Nur einmal, im Jahre 1870 durfte sie es nicht!!
Und was mache ich? Ich finde katholischsein gar nicht schwer!
Wenn ich hierzustadt am "altkatholischen" Gotteshaus, einer ehemaligen Klosterkirche, vorbeikomme und einen Blick in den Schaukasten werfe, dann muß ich dessöfteren denken ... "Mein Gott, ihr armen profillosen, ihr anbiedernden Schweine ..."
In der Schweiz heissen die Altkatholiken übrigens "Christ-Katholiken".
Es ginge also auch unter anderem Namen. (bzw. es geht auch hierzulande nicht wirklich - dabei könnten doch nun endlich zehntausende unzufriedene Römische für eine allseits willkommene Blutauffrischung sorgen!)
Übrigens: an der Tür der Altkatholischen Kirche in Konstanz (unweit der Kathedrale) sah ich vor längerer Zeit mal ein Plakat mit den eindrücklichen Worten "Wir sind fehlbar!" Also, wenn das nicht hinhaut!
An der Kirche in Konstanz bin ich kürzlich vorbeigekommen.

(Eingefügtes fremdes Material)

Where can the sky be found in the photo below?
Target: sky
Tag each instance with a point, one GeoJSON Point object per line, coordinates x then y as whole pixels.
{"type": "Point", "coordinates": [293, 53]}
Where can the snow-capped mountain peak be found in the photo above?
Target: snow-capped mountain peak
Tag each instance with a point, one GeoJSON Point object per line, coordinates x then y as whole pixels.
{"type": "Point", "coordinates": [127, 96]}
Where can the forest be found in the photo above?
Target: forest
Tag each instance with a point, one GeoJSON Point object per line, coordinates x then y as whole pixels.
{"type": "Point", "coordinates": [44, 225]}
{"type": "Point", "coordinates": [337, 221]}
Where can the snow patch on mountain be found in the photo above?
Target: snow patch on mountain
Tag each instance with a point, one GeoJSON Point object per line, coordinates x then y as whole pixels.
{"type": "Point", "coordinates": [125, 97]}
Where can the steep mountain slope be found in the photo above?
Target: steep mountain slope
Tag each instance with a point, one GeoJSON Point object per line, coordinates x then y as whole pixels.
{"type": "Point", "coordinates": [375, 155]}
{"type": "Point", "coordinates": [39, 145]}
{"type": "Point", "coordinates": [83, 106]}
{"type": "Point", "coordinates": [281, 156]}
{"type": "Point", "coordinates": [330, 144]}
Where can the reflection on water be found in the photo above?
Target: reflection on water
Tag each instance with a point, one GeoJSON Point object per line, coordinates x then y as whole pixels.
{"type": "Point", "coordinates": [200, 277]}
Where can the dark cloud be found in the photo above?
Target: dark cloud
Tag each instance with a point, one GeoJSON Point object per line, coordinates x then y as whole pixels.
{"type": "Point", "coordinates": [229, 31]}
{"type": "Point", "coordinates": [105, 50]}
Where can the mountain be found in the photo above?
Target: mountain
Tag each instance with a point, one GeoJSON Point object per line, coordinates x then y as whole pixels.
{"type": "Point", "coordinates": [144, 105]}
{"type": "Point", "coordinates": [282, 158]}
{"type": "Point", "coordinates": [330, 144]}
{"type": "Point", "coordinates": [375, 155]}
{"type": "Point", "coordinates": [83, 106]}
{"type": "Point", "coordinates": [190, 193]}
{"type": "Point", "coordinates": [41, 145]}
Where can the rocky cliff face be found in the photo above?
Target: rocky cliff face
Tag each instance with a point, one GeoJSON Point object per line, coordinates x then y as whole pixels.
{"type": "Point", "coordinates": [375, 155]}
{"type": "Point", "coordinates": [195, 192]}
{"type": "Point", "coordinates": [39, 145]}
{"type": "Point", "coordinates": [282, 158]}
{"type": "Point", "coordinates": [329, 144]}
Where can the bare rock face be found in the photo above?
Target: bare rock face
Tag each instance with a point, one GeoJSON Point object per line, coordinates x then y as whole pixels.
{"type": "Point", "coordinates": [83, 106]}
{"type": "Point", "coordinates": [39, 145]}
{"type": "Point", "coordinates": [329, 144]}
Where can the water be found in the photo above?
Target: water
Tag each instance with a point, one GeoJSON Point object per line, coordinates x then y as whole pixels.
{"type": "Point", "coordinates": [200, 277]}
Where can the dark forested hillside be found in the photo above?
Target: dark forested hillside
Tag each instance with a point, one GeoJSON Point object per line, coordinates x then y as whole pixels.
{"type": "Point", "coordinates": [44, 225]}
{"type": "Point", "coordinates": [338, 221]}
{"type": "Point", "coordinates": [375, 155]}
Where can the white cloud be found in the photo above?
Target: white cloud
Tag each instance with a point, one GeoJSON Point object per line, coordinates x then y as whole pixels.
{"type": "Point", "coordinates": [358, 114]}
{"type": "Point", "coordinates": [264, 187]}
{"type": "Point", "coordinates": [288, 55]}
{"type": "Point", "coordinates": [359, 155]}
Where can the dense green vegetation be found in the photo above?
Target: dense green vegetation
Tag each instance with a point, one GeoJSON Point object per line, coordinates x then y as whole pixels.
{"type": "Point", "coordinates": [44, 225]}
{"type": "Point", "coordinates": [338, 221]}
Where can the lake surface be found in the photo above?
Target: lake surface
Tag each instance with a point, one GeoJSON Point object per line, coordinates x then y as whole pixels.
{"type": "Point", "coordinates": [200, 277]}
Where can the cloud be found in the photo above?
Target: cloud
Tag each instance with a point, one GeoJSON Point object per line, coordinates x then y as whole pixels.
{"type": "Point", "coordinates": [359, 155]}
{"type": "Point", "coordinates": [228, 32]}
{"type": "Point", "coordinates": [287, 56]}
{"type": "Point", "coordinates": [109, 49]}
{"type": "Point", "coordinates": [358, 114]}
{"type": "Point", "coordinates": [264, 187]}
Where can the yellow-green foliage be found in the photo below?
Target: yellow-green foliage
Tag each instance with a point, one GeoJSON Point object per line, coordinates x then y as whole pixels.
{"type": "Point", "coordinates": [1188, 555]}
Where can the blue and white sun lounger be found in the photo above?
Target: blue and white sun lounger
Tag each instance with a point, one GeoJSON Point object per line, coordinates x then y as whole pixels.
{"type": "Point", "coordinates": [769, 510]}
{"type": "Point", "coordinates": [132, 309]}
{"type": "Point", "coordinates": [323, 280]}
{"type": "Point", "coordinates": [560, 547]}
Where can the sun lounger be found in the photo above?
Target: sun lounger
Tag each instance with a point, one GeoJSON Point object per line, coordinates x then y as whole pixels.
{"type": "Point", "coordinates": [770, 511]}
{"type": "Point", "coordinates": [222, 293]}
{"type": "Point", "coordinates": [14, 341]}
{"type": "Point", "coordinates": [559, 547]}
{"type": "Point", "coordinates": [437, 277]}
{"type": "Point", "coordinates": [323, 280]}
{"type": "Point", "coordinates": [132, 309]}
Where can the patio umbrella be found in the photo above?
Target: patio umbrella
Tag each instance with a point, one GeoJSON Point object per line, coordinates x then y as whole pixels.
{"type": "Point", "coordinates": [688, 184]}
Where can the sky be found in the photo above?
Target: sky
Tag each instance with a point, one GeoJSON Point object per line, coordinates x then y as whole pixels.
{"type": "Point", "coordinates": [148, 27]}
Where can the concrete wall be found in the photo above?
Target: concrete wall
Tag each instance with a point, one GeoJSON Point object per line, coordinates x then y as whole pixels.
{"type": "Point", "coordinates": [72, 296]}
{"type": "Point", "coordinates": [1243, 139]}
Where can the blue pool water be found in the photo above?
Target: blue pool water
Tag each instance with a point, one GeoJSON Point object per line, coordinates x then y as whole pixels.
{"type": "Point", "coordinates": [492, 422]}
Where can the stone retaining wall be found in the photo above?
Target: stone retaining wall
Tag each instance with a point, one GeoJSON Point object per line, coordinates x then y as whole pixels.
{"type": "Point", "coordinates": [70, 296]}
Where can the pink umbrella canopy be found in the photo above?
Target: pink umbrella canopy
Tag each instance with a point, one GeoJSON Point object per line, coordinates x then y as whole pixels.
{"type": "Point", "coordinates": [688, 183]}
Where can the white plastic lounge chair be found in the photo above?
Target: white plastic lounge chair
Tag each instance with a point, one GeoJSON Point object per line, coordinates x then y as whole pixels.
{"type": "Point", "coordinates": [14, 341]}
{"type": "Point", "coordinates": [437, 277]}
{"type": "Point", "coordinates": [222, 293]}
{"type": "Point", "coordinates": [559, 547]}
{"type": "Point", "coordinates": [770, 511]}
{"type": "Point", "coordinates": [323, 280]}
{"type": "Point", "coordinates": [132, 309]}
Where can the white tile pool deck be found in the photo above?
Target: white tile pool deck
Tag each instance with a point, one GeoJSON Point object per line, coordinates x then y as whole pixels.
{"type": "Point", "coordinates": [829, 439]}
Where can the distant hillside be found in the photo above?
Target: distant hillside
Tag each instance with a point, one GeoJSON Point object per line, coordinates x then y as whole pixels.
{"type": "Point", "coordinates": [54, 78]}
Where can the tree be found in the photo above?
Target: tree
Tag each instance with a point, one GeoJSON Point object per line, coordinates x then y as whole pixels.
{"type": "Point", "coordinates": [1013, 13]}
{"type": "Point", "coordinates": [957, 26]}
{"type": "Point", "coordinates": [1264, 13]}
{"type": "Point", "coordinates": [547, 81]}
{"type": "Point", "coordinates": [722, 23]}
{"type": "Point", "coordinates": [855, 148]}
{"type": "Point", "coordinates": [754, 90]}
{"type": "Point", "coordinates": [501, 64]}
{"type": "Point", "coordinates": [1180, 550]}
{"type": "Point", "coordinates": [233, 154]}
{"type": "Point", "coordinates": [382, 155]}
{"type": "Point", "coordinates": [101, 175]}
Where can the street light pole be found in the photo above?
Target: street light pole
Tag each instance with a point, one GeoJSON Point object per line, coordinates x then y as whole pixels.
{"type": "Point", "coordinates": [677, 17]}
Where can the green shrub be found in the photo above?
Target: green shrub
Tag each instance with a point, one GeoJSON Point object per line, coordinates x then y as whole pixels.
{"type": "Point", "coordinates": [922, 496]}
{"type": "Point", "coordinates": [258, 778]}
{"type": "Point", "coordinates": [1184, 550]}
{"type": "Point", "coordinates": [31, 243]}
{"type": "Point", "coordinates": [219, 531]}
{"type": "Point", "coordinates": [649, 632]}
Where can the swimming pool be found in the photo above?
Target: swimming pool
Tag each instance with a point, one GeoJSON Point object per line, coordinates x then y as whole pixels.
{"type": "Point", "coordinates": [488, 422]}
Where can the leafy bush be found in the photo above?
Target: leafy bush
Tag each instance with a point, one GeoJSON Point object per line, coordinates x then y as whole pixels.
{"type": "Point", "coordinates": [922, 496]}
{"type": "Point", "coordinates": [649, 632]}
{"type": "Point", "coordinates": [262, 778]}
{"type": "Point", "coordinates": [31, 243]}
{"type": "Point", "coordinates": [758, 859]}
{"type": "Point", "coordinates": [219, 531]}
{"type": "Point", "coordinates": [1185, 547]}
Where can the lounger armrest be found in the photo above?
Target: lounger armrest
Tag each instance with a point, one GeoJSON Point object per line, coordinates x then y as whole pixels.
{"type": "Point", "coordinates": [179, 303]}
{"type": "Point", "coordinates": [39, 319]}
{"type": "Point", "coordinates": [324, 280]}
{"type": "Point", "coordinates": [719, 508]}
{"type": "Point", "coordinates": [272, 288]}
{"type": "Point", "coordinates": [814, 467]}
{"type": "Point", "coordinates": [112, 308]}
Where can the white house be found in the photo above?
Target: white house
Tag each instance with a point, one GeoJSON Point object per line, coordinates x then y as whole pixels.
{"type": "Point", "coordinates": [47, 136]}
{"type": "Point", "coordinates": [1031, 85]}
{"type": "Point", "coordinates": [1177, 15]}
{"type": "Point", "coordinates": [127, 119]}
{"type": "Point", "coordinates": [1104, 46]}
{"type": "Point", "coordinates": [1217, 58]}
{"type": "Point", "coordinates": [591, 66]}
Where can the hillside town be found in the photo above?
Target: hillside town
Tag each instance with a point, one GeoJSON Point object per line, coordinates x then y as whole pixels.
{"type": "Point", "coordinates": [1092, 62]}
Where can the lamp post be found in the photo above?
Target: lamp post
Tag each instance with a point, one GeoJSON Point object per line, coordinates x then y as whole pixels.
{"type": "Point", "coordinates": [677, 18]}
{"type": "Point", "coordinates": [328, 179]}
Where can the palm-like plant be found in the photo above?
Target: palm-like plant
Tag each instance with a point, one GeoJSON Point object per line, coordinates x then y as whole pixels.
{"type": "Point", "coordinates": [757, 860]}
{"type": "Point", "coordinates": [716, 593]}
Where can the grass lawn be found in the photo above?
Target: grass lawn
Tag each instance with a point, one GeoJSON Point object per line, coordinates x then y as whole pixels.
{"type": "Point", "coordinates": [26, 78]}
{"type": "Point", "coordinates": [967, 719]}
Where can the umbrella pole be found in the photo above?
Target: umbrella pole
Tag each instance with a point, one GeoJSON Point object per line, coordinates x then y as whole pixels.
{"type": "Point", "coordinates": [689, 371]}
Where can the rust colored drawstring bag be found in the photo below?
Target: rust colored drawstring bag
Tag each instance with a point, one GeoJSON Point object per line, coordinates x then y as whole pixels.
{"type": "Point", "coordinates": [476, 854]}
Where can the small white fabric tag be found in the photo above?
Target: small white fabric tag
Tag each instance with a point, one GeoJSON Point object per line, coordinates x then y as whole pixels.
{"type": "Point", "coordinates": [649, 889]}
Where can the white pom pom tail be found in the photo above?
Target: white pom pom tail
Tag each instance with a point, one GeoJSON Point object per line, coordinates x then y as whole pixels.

Da war sie wegen "Renovierung und Restaurierung" geschlossen. Restaurierung klingt natürlich gefährlich nach alt, altmodisch - und nach Restauration...
Abseits aller Polemik, v.a. in den Kommentaren (wobei mich besonders derjenige anwidert, der Geschwister in Christo als Schweine bezeichnet):
Einheit des Glaubens heißt nicht zwingend Einheitlichkeit. Schon innerhalb der Jerusalemer Urgemeinde gab es Unterschiede (nicht umsonst ist von den Spannungen zwischen Hebräern und Hellenisten die Rede), um so mehr zwischen Jerusalem einerseits und den Diaspora-Judenchristengemeinden andererseits. Und schon damals waren die Versuche seitens Jerusalem, die anderen "auf Linie" zu bringen, nur wenig erfolgreich und offenbar nicht im Sinne des Herrn...
So richtig lebhaft wird die Vielfalt in der Einheit mit den paulinischen Gemeindegründungen. Aber auch damit ist die Einheit der Christenheit nicht zerbrochen. Sie kriegt erst Risse, als die großen Streitigkeiten um die Christologie um sich greifen und, anders als in biblischen Zeiten, nicht mehr "ihr auf eure Weise, wir auf unsere, aber wir dienen demselben Herrn Christus" gesagt wurde (vielleicht nicht mehr konnte). Die Klärungen der altkirchlichen Konzilien, die sich u.a. in den Symbola von Nizäa und Konstantinopel niederschlagen, waren notwendig, keine Frage... aber von da ab griff eine gewisse Rechthaberei in der Kirche um sich, die auf Dauer nur zu einer Reihe von Schismen führen konnte. Außerdem war da das politische Engagement, das nicht unbedingt im Sinne Christi war...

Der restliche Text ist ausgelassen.